General characteristics
- Tons burthen: 400 (bm)
- Armament: 2 × 4-pounder guns

= Orakabeza (1785 ship) =

Orakabeza (or Aracabessa in some United States sources), was launched in 1785 at Hull as a West Indiaman. A French privateer captured and burnt her in a notable incident that violated the neutrality of the United States.

==Career==
Orakabeza first appeared Lloyd's Register (LR) in 1786. It gave the name of her master as C.Burton, that of her owner as Burton, Senior, and her trade as Hull, changing to London–Jamaica.

| Year | Master | Owner | Trade | Source |
|---|---|---|---|---|
| 1790 | C. Burton | Burton, Senior | London–Jamaica | LR |
| 1795 | Js Burn | Burton | London–Jamaica | LR |

==Fate==
Captain Jonathon Storey loaded Oracabissa with sugar and rum at Jamaica and in early October sailed for England. Oracabissa ran into a gale that damaged her masts and caused a leak.
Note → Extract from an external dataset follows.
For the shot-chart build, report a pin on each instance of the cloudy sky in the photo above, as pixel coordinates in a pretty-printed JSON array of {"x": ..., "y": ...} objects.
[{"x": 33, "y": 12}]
She arrived at Charleston around 9 October and crossed the bar on 16 October.

On 17 October 1797 a French privateer believed to be Vortitude (or Vertitude or Fortitude), commanded by a Captain Jourdain and belonging to Cape Francois, captured and burnt Oracabessa within the bar of Charleston Harbour, in violation of the United States's neutrality. Governor Charles Pinckney forwarded to President John Adams affidavits about the incident. Pinckney stated that he had dispatched the cutter to the scene, but that by the time she arrived Oracabessa had burnt and the privateer had fled. (Note: For a detailed account of the capture and the political context, see Zeig (2019).)

Lloyd's List (LL) reported on 15 December 1797 that a French privateer had burnt Orracabeza, Storey, master, off Charleston. Orracabeza had been sailing from Jamaica to London.